The Diane Rehm Show
- Genre: Talk radio
- Running time: 102 minutes 40 seconds
- Country of origin: United States
- Language(s): English
- Home station: WAMU
- Syndicates: NPR Sirius Satellite Radio
- Hosted by: Diane Rehm
- Produced by: Sandra Pinkard Nancy Robertson Susan Casey Denise Couture Monique Nazareth Sarah Ashworth
- Recording studio: Washington, D.C.
- Original release: 1970s – December 23, 2016
- Audio format: Stereophonic
- Opening theme: Allègre from "Toot Suite", Maurice André, trumpet, Claude Bolling, piano and composer
- Ending theme: Same as opening theme
- Website: thedianerehmshow.org

= The Diane Rehm Show =

The Diane Rehm Show was a call-in show based in the United States that aired nationally on NPR (National Public Radio).
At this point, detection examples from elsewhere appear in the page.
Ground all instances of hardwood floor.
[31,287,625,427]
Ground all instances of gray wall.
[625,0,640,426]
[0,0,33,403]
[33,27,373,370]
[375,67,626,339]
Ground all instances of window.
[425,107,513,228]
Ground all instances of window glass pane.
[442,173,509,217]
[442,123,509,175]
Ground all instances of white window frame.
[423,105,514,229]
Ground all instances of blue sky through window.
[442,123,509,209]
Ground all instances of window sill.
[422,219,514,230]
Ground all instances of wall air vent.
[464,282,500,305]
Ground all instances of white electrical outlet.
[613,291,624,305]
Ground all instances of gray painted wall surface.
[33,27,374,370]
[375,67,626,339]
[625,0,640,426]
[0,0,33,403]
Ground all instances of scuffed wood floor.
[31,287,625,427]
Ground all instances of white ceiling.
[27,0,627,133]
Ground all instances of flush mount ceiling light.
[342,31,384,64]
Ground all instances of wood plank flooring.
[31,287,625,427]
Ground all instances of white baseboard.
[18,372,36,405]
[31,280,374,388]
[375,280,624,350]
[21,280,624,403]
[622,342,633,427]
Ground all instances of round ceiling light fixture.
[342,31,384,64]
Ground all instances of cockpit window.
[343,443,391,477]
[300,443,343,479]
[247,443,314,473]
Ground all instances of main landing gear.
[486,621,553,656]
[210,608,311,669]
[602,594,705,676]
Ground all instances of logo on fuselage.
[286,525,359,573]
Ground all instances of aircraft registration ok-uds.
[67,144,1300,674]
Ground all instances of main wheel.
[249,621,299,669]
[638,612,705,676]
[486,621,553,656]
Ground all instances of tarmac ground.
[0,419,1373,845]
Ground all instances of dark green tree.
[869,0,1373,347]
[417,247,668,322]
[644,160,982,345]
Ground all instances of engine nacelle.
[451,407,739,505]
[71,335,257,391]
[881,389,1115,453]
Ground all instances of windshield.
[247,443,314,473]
In October 2007, The Diane Rehm Show was named to the Audience Research Analysis list of the top ten most powerful national programs in public radio, the only talk show on the list. ACT 1 Systems Inc., using Nielsen audience data, estimated that the program (sometimes shortened to "The DR Show") at that time had "1.7 million listeners," a number that was later revised upward to 2.4 million listeners in December 2015. It was produced by WAMU and hosted by Diane Rehm. The show debuted on WAMU in the 1970s as Kaleidoscope, a weekday morning arts and discussion program. Diane took over as host in 1979, and the show became The Diane Rehm Show in 1984. The final broadcast of The Diane Rehm Show was aired on December 23, 2016. As of January 2, 2017, WAMU broadcasts 1A in the same timeslot.

== Format ==
The show aired live Monday through Friday from 10:00 to 12:00 EST, but some local stations re-aired it at later times. The first hour of the show was an in-depth discussion of a topic or theme in the news. Occasionally, it was an interview with a newsmaker. Two examples of past show topics for the first hour include "European & Arab Media on the U.S. in Iraq" and "Drug-Resistant Bacteria". The second hour was either an interview with an author about a book or a segment of general interest. The books could be fiction or nonfiction and covered a wide range of subjects and opinions. Occasionally, Rehm allowed callers to call in and interact with the author directly, often resulting in a lively debate.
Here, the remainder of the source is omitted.